Sequencing costs are about $.50 per cell, Hollfelder said, "but this may shift depending on user requirements." For example, users may want to perform shallow sequencing and investigate specific libraries with higher coverage, he suggested, adding that "increased RNA capture offers higher degrees of flexibility around experimental design in that way."

The doublet rate is less than 5 percent, he estimated, depending on cell loading concentration.

For standard gene expression profiling, VASA-seq data is compatible with existing analysis tools, such as 10x's Cell Ranger software, Kallisto, zUMIs, Alevin, and STARsolo. "However, the analysis of small noncoding RNAs may be complicated by high multi-mapping rates and will require further development for VASA-seq applications," Hollfelder said.

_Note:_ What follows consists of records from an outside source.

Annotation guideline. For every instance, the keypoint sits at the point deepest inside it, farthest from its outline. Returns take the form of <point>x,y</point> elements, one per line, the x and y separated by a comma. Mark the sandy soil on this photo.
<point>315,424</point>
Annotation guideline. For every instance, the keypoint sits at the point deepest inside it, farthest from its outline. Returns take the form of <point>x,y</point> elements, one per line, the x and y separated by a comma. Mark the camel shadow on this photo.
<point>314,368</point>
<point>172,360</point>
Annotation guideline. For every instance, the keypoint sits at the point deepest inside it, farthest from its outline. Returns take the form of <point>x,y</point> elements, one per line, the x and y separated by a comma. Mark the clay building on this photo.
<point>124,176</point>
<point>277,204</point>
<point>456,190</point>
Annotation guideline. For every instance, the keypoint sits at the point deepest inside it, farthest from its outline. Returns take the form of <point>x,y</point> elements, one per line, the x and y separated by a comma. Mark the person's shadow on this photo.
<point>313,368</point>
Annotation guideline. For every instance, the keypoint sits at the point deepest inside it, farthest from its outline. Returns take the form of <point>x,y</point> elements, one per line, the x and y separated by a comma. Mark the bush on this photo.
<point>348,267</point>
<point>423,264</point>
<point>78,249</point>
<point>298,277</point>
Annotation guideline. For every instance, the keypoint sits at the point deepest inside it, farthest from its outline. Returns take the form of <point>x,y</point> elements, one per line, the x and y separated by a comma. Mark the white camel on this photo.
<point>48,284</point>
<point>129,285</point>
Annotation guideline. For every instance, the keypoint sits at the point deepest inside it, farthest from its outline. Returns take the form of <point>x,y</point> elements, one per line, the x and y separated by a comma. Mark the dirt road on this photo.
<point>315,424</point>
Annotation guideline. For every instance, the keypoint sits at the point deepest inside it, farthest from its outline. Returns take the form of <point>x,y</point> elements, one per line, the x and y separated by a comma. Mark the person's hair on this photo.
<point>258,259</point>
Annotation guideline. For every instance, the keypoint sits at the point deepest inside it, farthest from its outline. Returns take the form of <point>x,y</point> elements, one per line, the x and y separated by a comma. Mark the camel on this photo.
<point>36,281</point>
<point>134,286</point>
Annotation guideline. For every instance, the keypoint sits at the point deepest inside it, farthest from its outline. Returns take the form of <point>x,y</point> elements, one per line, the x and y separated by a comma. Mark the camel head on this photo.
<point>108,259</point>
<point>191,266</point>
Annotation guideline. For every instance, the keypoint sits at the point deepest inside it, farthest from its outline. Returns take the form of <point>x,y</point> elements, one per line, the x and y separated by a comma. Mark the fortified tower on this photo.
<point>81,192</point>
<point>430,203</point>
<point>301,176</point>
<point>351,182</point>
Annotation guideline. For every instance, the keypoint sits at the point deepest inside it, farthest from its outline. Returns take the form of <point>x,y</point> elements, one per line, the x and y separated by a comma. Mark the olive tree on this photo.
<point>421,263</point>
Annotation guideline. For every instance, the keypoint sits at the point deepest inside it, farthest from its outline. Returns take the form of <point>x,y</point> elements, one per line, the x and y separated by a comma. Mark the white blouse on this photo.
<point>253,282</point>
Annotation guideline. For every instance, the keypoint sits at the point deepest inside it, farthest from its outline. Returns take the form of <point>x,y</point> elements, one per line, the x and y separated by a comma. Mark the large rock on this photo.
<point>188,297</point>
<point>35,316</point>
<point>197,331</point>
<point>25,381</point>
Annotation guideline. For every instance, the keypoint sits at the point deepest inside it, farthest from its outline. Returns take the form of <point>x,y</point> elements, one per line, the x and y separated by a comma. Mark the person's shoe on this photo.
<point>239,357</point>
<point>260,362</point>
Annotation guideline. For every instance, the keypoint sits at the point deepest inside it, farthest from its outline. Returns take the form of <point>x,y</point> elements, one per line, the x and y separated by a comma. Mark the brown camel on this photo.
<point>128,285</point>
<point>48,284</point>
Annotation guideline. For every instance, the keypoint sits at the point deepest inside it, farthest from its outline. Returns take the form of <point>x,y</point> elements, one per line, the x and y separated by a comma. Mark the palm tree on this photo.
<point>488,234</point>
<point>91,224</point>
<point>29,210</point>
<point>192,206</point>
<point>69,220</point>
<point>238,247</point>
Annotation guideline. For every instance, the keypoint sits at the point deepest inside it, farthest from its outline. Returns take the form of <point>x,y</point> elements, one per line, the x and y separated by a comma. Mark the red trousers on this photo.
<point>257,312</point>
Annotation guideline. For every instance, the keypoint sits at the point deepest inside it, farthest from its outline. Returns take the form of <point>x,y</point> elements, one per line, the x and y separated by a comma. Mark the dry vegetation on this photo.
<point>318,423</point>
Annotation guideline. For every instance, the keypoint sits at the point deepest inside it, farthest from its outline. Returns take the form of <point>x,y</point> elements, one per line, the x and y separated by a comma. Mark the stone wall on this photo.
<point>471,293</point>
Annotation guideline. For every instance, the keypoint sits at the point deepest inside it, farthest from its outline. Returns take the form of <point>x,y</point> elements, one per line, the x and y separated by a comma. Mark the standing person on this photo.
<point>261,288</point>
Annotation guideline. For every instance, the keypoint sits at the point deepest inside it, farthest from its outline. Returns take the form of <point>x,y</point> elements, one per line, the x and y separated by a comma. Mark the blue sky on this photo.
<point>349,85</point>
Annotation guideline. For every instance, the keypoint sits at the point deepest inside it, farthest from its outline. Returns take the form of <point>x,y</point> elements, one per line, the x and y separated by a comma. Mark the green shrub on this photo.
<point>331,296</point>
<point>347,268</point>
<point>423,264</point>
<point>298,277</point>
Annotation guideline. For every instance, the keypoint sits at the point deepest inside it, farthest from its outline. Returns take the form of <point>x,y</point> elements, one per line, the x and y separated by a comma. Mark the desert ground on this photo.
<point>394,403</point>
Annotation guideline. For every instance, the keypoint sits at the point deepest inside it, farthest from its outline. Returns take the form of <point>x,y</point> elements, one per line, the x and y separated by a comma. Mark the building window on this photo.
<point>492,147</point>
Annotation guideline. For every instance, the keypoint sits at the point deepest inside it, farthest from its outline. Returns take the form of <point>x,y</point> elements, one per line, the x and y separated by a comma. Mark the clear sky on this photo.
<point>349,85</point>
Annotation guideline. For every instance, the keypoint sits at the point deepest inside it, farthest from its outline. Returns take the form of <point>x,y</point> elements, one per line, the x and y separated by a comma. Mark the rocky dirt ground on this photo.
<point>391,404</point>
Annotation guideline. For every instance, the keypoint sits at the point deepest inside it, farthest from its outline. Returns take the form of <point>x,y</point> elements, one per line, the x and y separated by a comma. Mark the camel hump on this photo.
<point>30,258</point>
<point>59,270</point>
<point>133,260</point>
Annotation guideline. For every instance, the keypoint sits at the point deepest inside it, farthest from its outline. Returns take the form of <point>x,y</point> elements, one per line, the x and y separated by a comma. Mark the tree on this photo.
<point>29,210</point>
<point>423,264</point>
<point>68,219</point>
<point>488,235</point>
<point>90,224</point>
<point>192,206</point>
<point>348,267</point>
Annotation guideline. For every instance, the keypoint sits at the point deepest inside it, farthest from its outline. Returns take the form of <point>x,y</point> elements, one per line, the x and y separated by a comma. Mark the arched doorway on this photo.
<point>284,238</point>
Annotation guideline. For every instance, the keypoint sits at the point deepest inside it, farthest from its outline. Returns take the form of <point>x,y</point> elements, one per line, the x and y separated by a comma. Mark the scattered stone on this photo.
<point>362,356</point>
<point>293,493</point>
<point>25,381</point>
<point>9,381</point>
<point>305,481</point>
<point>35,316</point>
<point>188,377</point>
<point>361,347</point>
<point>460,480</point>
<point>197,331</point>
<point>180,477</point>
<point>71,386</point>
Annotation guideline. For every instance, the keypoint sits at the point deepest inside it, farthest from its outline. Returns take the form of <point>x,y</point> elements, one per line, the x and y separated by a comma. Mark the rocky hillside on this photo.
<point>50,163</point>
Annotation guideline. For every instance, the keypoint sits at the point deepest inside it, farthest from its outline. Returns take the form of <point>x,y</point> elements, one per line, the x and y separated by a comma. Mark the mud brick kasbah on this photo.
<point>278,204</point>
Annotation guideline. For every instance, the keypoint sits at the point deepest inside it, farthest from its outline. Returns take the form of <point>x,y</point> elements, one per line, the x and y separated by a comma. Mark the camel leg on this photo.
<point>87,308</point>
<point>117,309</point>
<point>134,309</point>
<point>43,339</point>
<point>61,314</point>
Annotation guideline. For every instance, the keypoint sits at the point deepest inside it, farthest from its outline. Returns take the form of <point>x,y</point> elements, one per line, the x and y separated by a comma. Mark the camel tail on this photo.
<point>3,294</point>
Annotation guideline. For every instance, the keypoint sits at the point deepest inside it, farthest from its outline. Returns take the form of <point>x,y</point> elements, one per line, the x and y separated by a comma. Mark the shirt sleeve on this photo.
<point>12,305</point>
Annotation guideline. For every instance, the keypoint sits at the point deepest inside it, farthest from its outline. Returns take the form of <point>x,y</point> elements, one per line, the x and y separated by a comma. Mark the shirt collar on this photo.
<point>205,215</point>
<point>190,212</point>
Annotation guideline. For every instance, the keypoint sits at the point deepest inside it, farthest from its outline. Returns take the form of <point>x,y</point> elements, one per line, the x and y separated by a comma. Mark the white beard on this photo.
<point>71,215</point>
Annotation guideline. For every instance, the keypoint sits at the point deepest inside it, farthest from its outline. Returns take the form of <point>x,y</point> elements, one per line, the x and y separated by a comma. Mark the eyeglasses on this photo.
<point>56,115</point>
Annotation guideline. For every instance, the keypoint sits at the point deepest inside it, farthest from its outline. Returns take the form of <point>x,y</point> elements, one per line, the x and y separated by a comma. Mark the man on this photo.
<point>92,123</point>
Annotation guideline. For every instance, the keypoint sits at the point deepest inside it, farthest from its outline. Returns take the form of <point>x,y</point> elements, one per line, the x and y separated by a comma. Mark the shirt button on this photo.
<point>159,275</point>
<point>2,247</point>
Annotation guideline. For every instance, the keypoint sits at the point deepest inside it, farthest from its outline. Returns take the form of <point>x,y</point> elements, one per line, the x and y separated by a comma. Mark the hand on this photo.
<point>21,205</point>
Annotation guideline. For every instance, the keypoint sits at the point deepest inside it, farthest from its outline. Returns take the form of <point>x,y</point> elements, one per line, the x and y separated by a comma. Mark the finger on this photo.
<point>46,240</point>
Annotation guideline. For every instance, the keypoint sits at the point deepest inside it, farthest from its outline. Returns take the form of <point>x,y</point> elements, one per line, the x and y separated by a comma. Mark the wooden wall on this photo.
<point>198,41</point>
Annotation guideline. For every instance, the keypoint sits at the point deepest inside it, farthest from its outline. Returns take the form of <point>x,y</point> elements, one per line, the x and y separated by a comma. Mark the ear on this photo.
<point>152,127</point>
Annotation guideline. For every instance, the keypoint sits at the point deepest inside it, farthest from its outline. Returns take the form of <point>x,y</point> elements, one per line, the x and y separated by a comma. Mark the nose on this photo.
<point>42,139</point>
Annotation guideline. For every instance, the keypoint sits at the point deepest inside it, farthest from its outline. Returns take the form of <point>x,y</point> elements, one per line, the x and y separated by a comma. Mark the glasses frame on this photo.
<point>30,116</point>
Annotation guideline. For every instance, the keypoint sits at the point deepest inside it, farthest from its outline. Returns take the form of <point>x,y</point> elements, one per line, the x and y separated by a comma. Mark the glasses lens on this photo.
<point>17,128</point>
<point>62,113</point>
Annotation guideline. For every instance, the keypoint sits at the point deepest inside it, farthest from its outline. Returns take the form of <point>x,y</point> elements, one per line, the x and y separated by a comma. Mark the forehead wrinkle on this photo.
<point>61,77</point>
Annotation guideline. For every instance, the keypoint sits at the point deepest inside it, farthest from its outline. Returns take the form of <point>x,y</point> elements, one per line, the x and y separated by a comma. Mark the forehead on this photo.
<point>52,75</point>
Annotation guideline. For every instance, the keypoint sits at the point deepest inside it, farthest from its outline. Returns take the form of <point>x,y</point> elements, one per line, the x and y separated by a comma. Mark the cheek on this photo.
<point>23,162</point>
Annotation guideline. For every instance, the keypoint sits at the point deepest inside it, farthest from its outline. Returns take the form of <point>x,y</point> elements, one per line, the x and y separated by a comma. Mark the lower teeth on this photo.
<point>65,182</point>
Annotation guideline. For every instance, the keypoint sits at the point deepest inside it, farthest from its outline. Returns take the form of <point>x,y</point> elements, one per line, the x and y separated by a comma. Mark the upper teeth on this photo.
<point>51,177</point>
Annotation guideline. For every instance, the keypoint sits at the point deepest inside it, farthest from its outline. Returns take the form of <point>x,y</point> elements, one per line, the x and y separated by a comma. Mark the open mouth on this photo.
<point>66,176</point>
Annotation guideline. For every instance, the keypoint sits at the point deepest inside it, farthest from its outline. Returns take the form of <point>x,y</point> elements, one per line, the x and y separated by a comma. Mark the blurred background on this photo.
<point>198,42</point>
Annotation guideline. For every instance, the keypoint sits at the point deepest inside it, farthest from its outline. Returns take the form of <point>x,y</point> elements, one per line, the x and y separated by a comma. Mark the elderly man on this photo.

In addition to single-cell transcriptomics and RNA isoform sequencing, the method could be used in studies of gene expression dynamics, where time is considered, and which can "to some degree predict shifts in cell states," Hollfelder said. One such approach, RNA velocity, does so by comparing reads mapped to introns — and thus derived from unspliced RNA — with other reads mapped to exons. But existing methods capture only the most 5' or 3' mRNA fragments, he said, "and therefore capture lower amounts of intronic reads, which may impact the quality of RNA velocity [measurements]."

Wu, who has developed a method for determining the age of transcripts in single-cell RNA-seq experiments called single-cell metabolically labeled new RNA tagging sequencing (scNT-seq), agreed. "Higher capture efficiency of spliced and unspliced RNA fragments can provide more accurate input for RNA dynamics analysis including RNA velocity," he said.

"We show that VASA-seq performs better than current methods," Hollfelder said. "Not only are certain genes uniquely detected, and hence their dynamics are uniquely captured, but also, most genes have a more balanced ratio of intronic and exonic reads, which, in the case of RNA velocity, enhances dynamical modeling."

Aside from Single Cell Discoveries, Hollfelder said both the plate- and droplet-based protocols are being implemented in other labs, but he did not provide more details.